Discovery of a DNA repair-associated radiosensitivity index for predicting radiotherapy efficacy in breast cancer.

PURPOSE

Radiotherapy is a cornerstone of breast cancer (BRCA) treatment. Accurately predicting tumor radiosensitivity is critical for optimizing therapeutic outcomes and personalizing treatment strategies. DNA repair pathways are key determinants of radiotherapy response. Thus, we aimed to develop a novel DNA repair-related radiosensitivity model and to identify potential targets for enhancing radiotherapy efficacy.

METHODS

A retrospective study was conducted using data from 942 BRCA patients from TCGA database. A radiosensitivity model, comprising a radiosensitivity index, was developed using LASSO regression analysis. Patients were stratified into radiosensitive (RS) and radioresistant (RR) groups based on their radiosensitivity index (RSI). Associations between the RSI, clinicopathological parameters, and PD-L1 status were analyzed. The CIBERSORT and ESTIMATE algorithms were employed to characterize the immune landscape of the tumor microenvironment. The Tumor Immune Dysfunction and Exclusion (TIDE) algorithm and pRRophetic platform were used to predict treatment responses. Key genes identified in the radiosensitivity model were further validated using qRT-PCR experiments.

RESULTS

We successfully constructed a radiosensitivity index incorporating 10 DNA repair-related genes. Patients in the RS group exhibited significantly better prognosis compared to the RR group, but this benefit was limited to those receiving radiotherapy.
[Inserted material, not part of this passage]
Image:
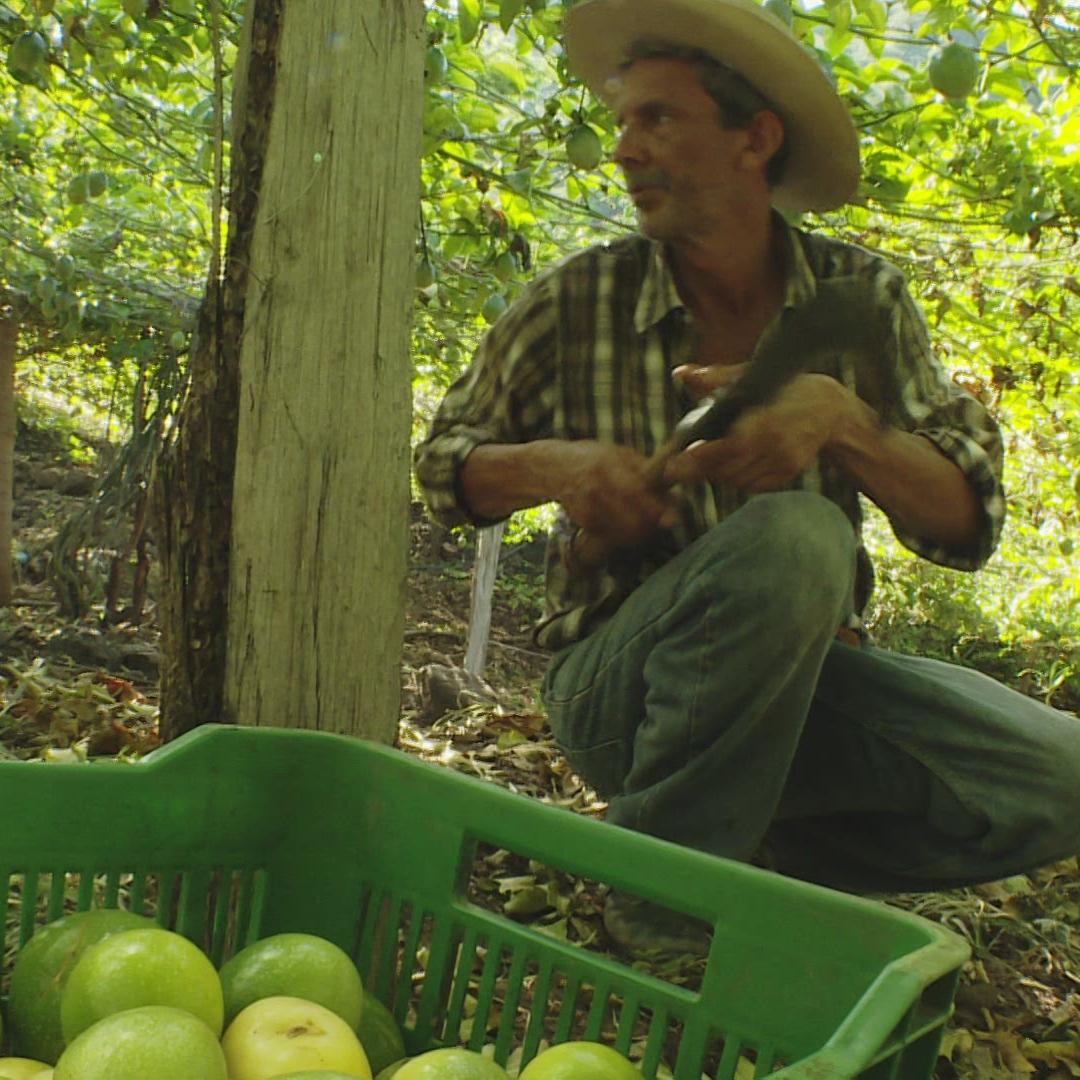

This survival benefit associated with the radiosensitivity signature was absent in patients who did not receive radiotherapy. The RS group displayed a distinct molecular profile characterized by enrichment of TGF-β signaling and protein secretion pathways, potentially contributing to enhanced radiosensitivity. Furthermore, the RS group exhibited increased infiltration of immune cells. Notably, the RS-PD-L1-high subgroup demonstrated the most favorable survival outcomes and highest immune cell infiltration, highlighting their potential responsiveness to immunotherapy. In addition, the RR group exhibited a distinct profile characterized by enrichment of DNA repair pathways and a heightened sensitivity to CDK and HER2 inhibitors. Conversely, this group displayed resistance to DNA-damaging drugs. These findings were supported by experiments using MCF-7 and radioresistant MCF-7/IR cell lines, confirming differential expression of key radiosensitivity index genes.

CONCLUSION

In conclusion, we established a radiosensitivity model for predicting radiotherapy benefit in breast cancer. Our study reveals a strong association between radiosensitivity, enhanced antitumor immunity, and potential immunotherapy benefit, particularly within the RS-PD-L1-high subgroup.